A memória das instituições escolares está ligada a um conjunto de artefactos e objectos que a história da educação têm vindo a privilegiar como objecto de estudo autónomo (MOGARRO, 2015). Referimo-nos ao património material da escola ou cultura material das instituições educativas. A memória material da escola constitui um eixo essencial para a construção da identidade e para a formação da cidadania, através da ligação que estas materialidades estabelecem com os percursos escolares, as experiências dos actores educativos e o património local (LAWN & GROSVENOR, 2015; MAGALHÃES, 2015; DEPAEPE & SIMON, 2015; MADEIRA & SILVA, 2015; SILVA, 2015). 

Através do seu Eixo 2 – Património da Educação Local, o projecto MRIR procura desencadear um conjunto de reflexões acerca do valor patrimonial da cultura material da educação em meio rural, acerca da constituição deste património como objecto historiográfico e, designadamente, acerca dos modos de aproximação metodológica tendo em vista o estudo da memória da escola, bem como do papel que esta pode desempenhar na educação cívica e crítica da cidadania. 

Por outro lado, esta valorização das fontes materiais da história da escola – as quais, até há bem pouco tempo, foram objecto de esquecimento ou até mesmo exclusão da categoria de património cultural, pela sua sub-estimação face aos testemunhos da cultura letrada -, supõe uma importante ruptura (ou viragem) que é simultaneamente epistémica e social, na medida em que re-centra a investigação histórica no conhecimento das práticas culturais e dos modos empíricos de produção da cultura escolar, nas quais os objectos surgem como registos que dão visibilidade a essa cultura. Ao atribuir a estes materiais um estatuto que antes eles não tinham – pelo facto de estarem excluídos da “memória protegida” (BENITO, 2010: 15) -, esta viragem epistémica e social permite operar uma revalorização da utensilagem de ensino-aprendizagem ao incluí-los no catálogo dos bens inscritos naquela que seria uma verdadeira democracia cultural: aquela que não só valoriza a enciclopédia e o arquivo dos textos maiores através do quais se expressa uma comunidade ou cultura, mas também aquela que presta atenção e consideração aos textos menores, aos objectos utilitários e aos elementos empíricos que transportam as marcas de uma tradição através da qual toda uma colectividade foi educada, mediante (entre outras coisas) os dispositivos tecnológicos e disciplinares da escola. 

Em outras palavras: a cultura material da educação remete sempre para experiências de sociabilidade que se tornam tanto mais compartilhadas quanto mais se expande a escolaridade obrigatória a sectores cada vez mais amplos de uma colectividade.

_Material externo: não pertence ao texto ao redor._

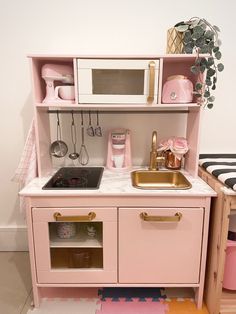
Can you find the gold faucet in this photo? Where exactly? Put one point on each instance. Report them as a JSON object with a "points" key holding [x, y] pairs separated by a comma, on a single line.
{"points": [[155, 159]]}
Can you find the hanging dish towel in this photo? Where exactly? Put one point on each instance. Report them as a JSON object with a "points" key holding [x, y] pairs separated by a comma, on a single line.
{"points": [[27, 168]]}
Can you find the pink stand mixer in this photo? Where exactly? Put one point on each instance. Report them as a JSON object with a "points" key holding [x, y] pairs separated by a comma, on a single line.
{"points": [[119, 150], [53, 74]]}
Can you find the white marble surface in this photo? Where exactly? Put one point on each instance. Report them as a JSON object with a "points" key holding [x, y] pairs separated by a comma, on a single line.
{"points": [[117, 183]]}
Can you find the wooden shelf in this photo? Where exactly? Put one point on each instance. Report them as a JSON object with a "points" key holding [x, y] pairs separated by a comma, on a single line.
{"points": [[120, 107]]}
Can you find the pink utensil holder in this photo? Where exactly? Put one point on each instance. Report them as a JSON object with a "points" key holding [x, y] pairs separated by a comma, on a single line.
{"points": [[229, 281]]}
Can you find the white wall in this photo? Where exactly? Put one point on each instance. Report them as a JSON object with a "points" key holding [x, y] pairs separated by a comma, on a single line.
{"points": [[97, 27]]}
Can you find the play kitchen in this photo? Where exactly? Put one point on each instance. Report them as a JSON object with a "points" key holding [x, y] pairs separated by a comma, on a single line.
{"points": [[124, 183]]}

É, justamente, em virtude desta progressiva democratização da cultura escolar que os objectos e as materialidades da educação formal (e suas representações iconográficas) chegam a constituir-se como bens e valores identitários comuns, ou seja, como bens e valores capazes de reger, num dado momento histórico, a vida social e cultural de segmentos cada vez mais amplos da sociedade. É também nessa medida que podemos afirmar que a cultura material da escola é indissociável da cultura imaterial de toda uma sociedade (ou colectividade). Isto equivale a dizer que o valor cultural que atribuímos à educação (e à escola) espelha-se, muitas vezes, na forma como a educação e a escola adquirem (ou não não) um notório interesse público, e se constituem (ou não) como um objecto central das estratégias de salvaguarda e celebração daqueles bens e valores que, em determinado tempo e espaço, elegemos como dignos de serem preservados, estudados e conhecidos no futuro. 

Agustín Escolano Benito recorda-nos a importância da salvaguarda da memória e da cultura histórica das sociedades e da valorização do património educativo para as gerações futuras: 

La aproximación empírica y hermenéutica a la cultura material comporta pues consecuencias educativas. (…) Sabemos quienes somos, y seguramente también adonde vamos, porque podemos recordar. (…) Construimos esta identidad, que se transforma en tradición, escribiendo y borrando, como en los juegos de arena, los contenidos de la memoria. (…) Sin memoria no es posible no ya la cultura sino la misma vida. Educar en la memoria, en el uso crítico de la tradición, es sin duda una estrategia básica de supervivencia, de sostenibilidad cultural, de los individuos y de la civilización. Entre los juegos de escritura y archivo salvamos siempre los bienes que consideramos inalienables, que pasan a constituir nuestro patrimonio cultural. (BENITO, 2010: 25)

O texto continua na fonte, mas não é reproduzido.